William Reynolds is not a good man. As an unofficial contracted ‘enforcer’ for the East India Company, he has committed many undocumented international crimes. That’s why his boss, Charles Kemp, enlists him and his partner to steal and replace an incriminating Parliamentary report that could shut down the entire company for unethical business practices. However, after this mission is complete, William intends to put his criminal life behind him. Little does he know that Kemp has other plans for him. After secretly surviving a failed attempt on his life, Reynolds is forced to take on the identity of the man who foiled the murder—a young vicar headed to a local parish. It seems easy until Reynolds must fabricate a knowledge of the Scriptures and come to grips with his newfound love for a local girl who has no idea who he really is. What Reynolds learns is that life in hiding is anything but straightforward, especially during the tumultuous political times of pre-Revolutionary War England and America.
Production Quality (3 points)
Burns Family Studios did an excellent job on the production of this adventure epic movie, including camera work, special effects, and historical costuming. It would have been very easy for this type of large scope movie to be cheaply produced, but this was not the case. The editing must have been very tricky, given the time that the movie covers, but it is done fairly well. There are virtually no errors here.

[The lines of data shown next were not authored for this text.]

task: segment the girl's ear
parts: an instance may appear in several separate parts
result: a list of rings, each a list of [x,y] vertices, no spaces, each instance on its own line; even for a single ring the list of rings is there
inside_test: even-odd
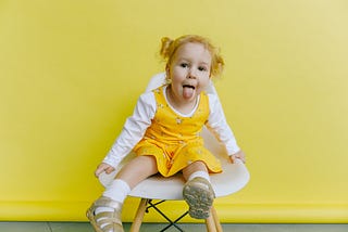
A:
[[[171,76],[170,76],[170,67],[169,67],[169,65],[166,65],[165,66],[165,82],[166,83],[171,83],[172,81],[171,81]]]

Plot and Storyline Quality (2 points)
However, the same cannot be said about the plot. Box Office Revolution believes talented writer Paul McCusker bit off more than he could chew with this historical epic. The movie covers at least two years of highly important content, and it walks the line of being too fast paced and being just good enough. In some respects, the plot moves too fast to develop the characters, but in other respects, it is a very exciting movie full of intriguing plot twists. It is creatively woven around historical events, yet BOR wonders if Mask should have been two movies or even a miniseries. At the same time, BOR realizes that money is always an issue with independent Christian films, so it is likely that McCusker and Burns Family Studios did the best they could with what they had. In short, the only real errors in this aspect of the movie are the fast paced plot and some small yet unrealistic action scenes.

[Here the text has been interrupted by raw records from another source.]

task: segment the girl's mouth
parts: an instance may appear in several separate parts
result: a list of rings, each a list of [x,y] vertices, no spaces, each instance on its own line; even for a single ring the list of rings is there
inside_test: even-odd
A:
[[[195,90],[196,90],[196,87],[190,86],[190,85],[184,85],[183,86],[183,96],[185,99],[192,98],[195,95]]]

Acting Quality (2.5 points)
Andrew Cheney and Jon Ryhs-Davies are obviously well-seasoned actors, and they are coached well. However, the ‘amateur’ actors are also coached very well. BOR noted that staff positions on the production of this movie were devoted to acting coaching, something that other Christian productions need to take note of. There are virtually no acting errors in Beyond the Mask.

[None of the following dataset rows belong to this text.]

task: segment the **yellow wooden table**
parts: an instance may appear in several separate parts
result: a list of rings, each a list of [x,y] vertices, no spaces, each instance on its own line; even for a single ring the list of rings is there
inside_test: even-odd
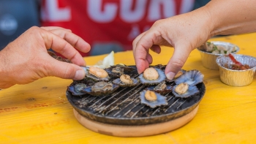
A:
[[[256,57],[256,33],[211,39],[240,47],[239,54]],[[152,53],[155,64],[166,64],[173,48]],[[85,58],[93,65],[106,55]],[[132,51],[115,53],[115,63],[134,65]],[[206,93],[194,119],[173,132],[143,137],[117,137],[81,126],[65,96],[71,80],[45,77],[0,91],[0,143],[255,143],[256,78],[244,87],[222,83],[218,70],[203,67],[199,52],[183,69],[204,75]],[[159,127],[159,129],[161,129]]]

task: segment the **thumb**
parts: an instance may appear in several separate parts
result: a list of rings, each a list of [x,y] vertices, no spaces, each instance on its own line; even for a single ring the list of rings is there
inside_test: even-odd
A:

In short, there are two ways of looking at Beyond the Mask, much like the masks of William Reynolds. Either McCusker and Burns Family Studios did the best with what they had or they did not do enough. BOR chooses to adopt a position in between these two options. Beyond the Mask is clearly above average and Paul McCusker has always been known as an excellent story writer. The movie is a breath of fresh air in the Christian movie industry and has made BOR very excited to see the future movies of Paul McCusker and Burns Family Studios.